Afrikaans educationist and chairman of the Afrikaner Broederbond

Johan Hendrik Greijbe (26 April 1890 – 23 August 1966) was an Afrikaans educationist and chairman of the Afrikaner Broederbond.

==Personal life and education==
Greijbe was born in Graaff-Reinet, Cape Province, South Africa, on April 26, 1890. He was the son of Pieter Jacobus Greijbe and Elsie Magdalena van Heerden. He studied at the Heidelberg Teachers’ Training College and later at the Johannesburg Teachers’ Training College for his diploma. He completed his BA degree at the University of the Witwatersrand in Johannesburg, married Johanna Jacoba Loubser and died on 23 August 1966 in Benoni, Transvaal, South Africa.

==Work career==
In 1919, he was appointed as the Headmaster of the Afrikaans Secondary School in Benoni, where he held the position until 1949. During his time as Headmaster, the school's name changed twice: once in 1925 to Benoni Afrikaans Secondary School and again in 1929 to its current name, Brandwag High School. He also served as a Director of Volkskas Bank limited, a commercial bank. He was chairman of the Afrikaner Broederbond from 1925 to 1928, which was at the time a secret association. In 1927, he was the first Afrikaans town Councillor in Benoni. Representing the National Party, he was subsequently elected Member of the Provincial Council in 1949. He was the Provincial leader of Die Voortrekkers, an organization similar to the boy scouts as well as a founding member of the organization and was also Chairman of the Transvaalse Onderwysersvereniging (Transvaal Teacher's Association).

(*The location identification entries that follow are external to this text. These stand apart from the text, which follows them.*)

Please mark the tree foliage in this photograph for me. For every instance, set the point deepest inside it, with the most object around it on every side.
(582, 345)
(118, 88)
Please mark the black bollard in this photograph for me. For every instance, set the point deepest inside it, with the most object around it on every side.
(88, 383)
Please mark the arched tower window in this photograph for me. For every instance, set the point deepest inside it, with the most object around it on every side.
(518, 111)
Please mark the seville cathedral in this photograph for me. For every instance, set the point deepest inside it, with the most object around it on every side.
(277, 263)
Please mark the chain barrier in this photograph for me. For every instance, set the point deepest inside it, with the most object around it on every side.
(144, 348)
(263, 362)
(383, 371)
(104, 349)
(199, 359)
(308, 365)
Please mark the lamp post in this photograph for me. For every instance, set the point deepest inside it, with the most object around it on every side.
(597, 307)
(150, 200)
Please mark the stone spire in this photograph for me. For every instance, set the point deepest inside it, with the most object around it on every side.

==Proponent of white-only education in South Africa==

Greijbe made a proposal in April 1942 to the Nursery School Association of South Africa, that membership should be limited to white South Africans only. He spoke on behalf of the Federale Raad van Suid Afrikaanse Onderwysersverenigings (Federal Board of South African Teachers’ Associations) of which he was a delegate. The proposal was rejected. As Chairman of the Transvaalse Onderwysvereniging (T.O.), he managed to obtain the cooperation of the three Afrikaans sister churches: the Reformed Church, the Dutch Reformed Church and the "Hervormde" Church. The T.O. also obtained support from the Suid-Afrikaanse Vroue Federasie (South African Women's Federation) and the Federasie van Afrikaanse Kultuurverenigings (Federation of Afrikaans Cultural Societies). Together they founded an Afrikaans nursery school association, known as the Transvaalse Vereniging vir Kleuteropvoeding (Transvaal Association for Nursery Education). He also promoted Christian National Education, an education program for white children and students, based on Christian principles.

==Recognition==
A school in Germiston was named after him: the Johan Greijbe School. This school subsequently merged with two other schools, the A.J. Koen School and the Maria van Riebeeck School to form Oosterkruin Primary.